When Tony Blair became prime minister in May 1997, he had a landslide majority, an approval rating of 93 per cent, and he went on to become Labour’s longest-serving premier. At his last PMQs he got a standing ovation in the chamber of the House of Commons. How things have changed. Nowadays all we hear about is the accusations of lies, hubris and money-making business deals.
But is this disillusionment justified? To assess the record of this extraordinary politician, Intelligence Squared staged Tony Blair on Trial. Levelling the charges against him was Tom Bower, the investigative journalist who is about to publish his most explosive book yet: Broken Vows: Tony Blair and the Tragedy of Power. Bower admits that he shared the hope and excitement that millions felt when Blair took office promising a New Labour programme of modernisation and reform. But that general optimism was swept away by the controversy over the Afghanistan and Iraq invasions, and the ‘dodgy’ dossiers about Saddam Hussein’s weapons of mass destruction. The spin didn’t stop there, Bower argued. Blair’s claims to have improved Britain’s schools, hospitals and welfare services all came under his forensic spotlight. As for Blair’s record since leaving office, how is it, he will ask, that the man who risked his government to destroy Slobodan Milosevic and Saddam Hussein has earned a fortune advising leaders of highly dubious regimes?
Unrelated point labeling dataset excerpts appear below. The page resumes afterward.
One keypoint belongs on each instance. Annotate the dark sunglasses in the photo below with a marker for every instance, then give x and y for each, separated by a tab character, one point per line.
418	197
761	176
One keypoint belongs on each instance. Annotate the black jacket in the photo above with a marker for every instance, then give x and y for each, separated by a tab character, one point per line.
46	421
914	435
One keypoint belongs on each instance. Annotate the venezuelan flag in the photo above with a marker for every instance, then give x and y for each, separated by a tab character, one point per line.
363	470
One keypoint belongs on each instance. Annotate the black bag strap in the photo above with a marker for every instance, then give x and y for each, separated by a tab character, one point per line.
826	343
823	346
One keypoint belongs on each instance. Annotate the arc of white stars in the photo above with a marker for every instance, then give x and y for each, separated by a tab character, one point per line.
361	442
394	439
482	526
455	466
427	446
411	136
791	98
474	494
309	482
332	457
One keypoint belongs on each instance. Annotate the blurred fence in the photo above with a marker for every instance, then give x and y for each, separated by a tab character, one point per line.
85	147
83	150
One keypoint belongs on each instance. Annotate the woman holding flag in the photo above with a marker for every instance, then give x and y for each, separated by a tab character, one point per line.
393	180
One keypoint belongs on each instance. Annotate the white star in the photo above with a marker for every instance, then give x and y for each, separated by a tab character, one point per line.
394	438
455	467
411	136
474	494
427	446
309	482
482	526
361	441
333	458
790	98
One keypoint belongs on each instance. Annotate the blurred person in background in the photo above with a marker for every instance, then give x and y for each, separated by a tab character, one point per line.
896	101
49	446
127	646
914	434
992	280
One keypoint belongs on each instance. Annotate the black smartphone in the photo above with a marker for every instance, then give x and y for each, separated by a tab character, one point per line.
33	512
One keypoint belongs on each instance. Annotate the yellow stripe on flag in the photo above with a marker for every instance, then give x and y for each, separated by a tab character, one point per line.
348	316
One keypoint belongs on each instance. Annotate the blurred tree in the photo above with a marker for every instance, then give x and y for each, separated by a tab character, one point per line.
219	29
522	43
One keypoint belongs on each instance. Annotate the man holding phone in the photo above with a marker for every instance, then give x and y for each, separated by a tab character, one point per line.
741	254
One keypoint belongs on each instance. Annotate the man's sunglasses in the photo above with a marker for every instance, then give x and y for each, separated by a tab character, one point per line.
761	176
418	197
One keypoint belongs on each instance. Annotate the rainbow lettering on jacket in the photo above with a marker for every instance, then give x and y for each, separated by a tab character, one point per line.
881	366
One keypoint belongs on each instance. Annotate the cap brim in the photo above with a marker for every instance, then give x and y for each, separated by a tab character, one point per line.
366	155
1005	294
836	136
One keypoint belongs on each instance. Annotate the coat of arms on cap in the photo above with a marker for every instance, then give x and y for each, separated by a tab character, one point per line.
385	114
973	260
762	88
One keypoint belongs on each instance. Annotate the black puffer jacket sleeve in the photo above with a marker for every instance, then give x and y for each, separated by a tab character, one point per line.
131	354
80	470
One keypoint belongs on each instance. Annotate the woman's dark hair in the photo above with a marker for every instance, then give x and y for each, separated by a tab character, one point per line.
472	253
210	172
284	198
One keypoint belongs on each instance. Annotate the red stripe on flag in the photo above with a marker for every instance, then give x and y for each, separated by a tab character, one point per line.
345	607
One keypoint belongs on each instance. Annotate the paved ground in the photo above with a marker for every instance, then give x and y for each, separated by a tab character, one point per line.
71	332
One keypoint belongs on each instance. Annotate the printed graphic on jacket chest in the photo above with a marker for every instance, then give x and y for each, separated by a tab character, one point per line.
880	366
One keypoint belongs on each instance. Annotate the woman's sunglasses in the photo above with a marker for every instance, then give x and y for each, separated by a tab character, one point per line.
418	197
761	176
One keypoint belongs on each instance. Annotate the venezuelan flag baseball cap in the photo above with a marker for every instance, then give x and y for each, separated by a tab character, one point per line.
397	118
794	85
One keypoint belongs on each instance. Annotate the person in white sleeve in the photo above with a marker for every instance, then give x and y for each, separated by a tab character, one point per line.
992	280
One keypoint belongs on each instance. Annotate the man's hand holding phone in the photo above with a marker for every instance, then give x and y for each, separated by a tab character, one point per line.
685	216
All this is a travesty, according to David Aaronovitch, award-winning columnist on the Times, who defended Tony Blair in our event. The problem, as Aaronovitch sees it, is that the political classes hate Blair. The Left have never forgiven him for proving them wrong and the Right have never forgiven him for defeating them. But in the country at large, Blair’s legacy is overwhelmingly impressive. Take education. Teaching standards were raised, and flagship programmes such as the academies and Teach First, which fast-tracks bright graduates into London’s toughest schools, were instigated and later embraced by the Coalition. Childcare was provided for millions of working parents for the first time. The same thing happened on health. Without Blair’s NHS reforms it is hard to know how the system would have coped. The minimum wage, equal rights for gay people, a Welsh Assembly, a Scottish Parliament, a London mayor – many of these initiatives were controversial when first proposed but are now part of the political consensus. As for military intervention, Aaronovitch pointed to the success stories of Kosovo and Sierra Leone, and argued that the current crisis in the Middle East is more the result of the West’s refusal to act than any failure of Blair’s.
As Labour’s warring tribes – the Blairites and Corbynites – threaten to tear the party apart, there is no better time to examine the legacy of the man who reinvented Labour and triumphed in three general elections, but who is now one of this country’s most controversial figures. As they slugged it out, Bower and Aaronovitch called upon their specially chosen expert witnesses to bolster their case.